IAM permissions change details
Each managed instance must have an AWS Identity and Access Management role that includes the following managed policies:
arn:aws:iam::aws:policy/AmazonSSMManagedInstanceCore
arn:aws:iam::aws:policy/CloudWatchAgentServerPolicy
arn:aws:iam::aws:policy/AMSInstanceProfileBasePolicy
The first two are AWS-managed policies.
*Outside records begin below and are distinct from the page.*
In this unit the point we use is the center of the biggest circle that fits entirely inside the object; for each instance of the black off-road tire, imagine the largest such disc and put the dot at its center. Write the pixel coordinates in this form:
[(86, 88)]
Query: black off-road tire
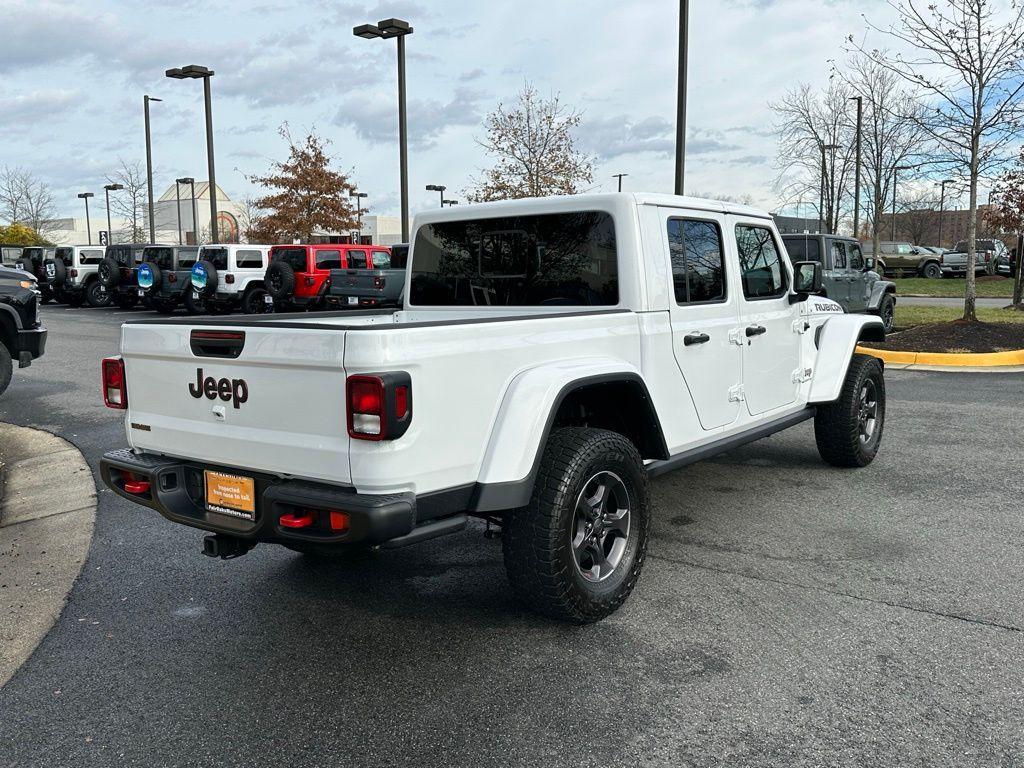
[(280, 281), (838, 426), (6, 368), (95, 297), (887, 312), (537, 540)]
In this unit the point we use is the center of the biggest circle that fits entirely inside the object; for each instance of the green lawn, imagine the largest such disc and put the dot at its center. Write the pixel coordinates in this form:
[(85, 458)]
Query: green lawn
[(952, 287), (907, 316)]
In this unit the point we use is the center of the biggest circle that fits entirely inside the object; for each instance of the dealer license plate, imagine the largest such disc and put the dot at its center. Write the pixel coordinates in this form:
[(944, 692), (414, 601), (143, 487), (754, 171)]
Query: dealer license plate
[(230, 495)]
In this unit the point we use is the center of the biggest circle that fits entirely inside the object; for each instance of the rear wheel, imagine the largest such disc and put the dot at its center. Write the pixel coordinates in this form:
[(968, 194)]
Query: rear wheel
[(96, 296), (576, 551), (6, 368), (848, 431)]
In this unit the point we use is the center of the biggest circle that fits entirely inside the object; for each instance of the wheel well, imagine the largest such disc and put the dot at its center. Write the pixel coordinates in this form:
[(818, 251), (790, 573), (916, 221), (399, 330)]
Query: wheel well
[(622, 406)]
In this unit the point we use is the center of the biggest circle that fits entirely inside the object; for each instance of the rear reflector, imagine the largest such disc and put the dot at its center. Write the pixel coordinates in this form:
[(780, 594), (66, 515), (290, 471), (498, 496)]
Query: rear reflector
[(115, 386)]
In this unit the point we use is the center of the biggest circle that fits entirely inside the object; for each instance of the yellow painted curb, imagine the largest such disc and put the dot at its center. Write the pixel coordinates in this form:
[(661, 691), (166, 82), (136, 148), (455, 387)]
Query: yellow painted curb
[(975, 359)]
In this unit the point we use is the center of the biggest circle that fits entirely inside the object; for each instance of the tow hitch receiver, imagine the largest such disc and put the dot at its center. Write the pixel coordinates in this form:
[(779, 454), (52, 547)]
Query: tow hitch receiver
[(225, 547)]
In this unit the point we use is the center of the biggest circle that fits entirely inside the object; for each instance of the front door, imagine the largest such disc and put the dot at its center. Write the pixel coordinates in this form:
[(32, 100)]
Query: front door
[(705, 314), (771, 343)]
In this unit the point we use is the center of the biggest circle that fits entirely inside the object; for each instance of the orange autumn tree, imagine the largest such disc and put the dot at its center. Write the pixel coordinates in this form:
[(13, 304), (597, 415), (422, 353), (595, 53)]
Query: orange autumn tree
[(306, 195)]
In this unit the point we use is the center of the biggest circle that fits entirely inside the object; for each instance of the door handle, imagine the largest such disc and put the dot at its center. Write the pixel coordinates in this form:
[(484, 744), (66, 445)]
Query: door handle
[(691, 339)]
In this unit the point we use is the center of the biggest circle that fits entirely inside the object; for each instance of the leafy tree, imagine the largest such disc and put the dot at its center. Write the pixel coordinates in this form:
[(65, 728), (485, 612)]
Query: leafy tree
[(307, 195), (968, 62), (534, 148)]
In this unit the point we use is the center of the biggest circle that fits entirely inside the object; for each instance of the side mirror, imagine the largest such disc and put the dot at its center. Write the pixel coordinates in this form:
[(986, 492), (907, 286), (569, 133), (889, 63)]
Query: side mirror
[(807, 278)]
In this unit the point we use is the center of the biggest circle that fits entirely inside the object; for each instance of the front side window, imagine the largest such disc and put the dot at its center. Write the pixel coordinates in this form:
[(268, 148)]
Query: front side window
[(697, 261), (356, 259), (249, 258), (839, 255), (329, 259), (760, 262), (557, 259)]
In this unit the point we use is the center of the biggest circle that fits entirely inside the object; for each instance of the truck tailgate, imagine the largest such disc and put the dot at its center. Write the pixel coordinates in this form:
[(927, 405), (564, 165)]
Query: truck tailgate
[(278, 407)]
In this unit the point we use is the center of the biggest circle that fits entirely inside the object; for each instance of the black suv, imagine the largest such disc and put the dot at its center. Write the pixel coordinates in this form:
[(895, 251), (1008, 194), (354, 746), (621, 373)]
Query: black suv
[(119, 272), (22, 336)]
The AMS-managed policy is:
AMSInstanceProfileBasePolicy
{ "Version": "2012-10-17", "Statement": [ { "Action": [ "secretsmanager:CreateSecret", "secretsmanager:UpdateSecret" ], "Resource": [ "arn:aws:secretsmanager:*:*:secret:/ams/byoa/*" ], "Effect": "Allow" }, { "Action": [ "kms:Encrypt" ], "Resource": [ "*" ], "Effect": "Allow" } ] }
If your instance already has an attached IAM role, but is missing any of these policies, then AMS adds the missing policies to your IAM role. If your instance doesn't have an IAM role, then AMS attaches the AMSOSConfigurationCustomerInstanceProfile IAM role. The AMSOSConfigurationCustomerInstanceProfile IAM role has all policies that are required by AMS Accelerate.
Note
If the default instance profile limit of 10 is reached, then AMS increases the limit to 20, so that the required instance profiles can be attached.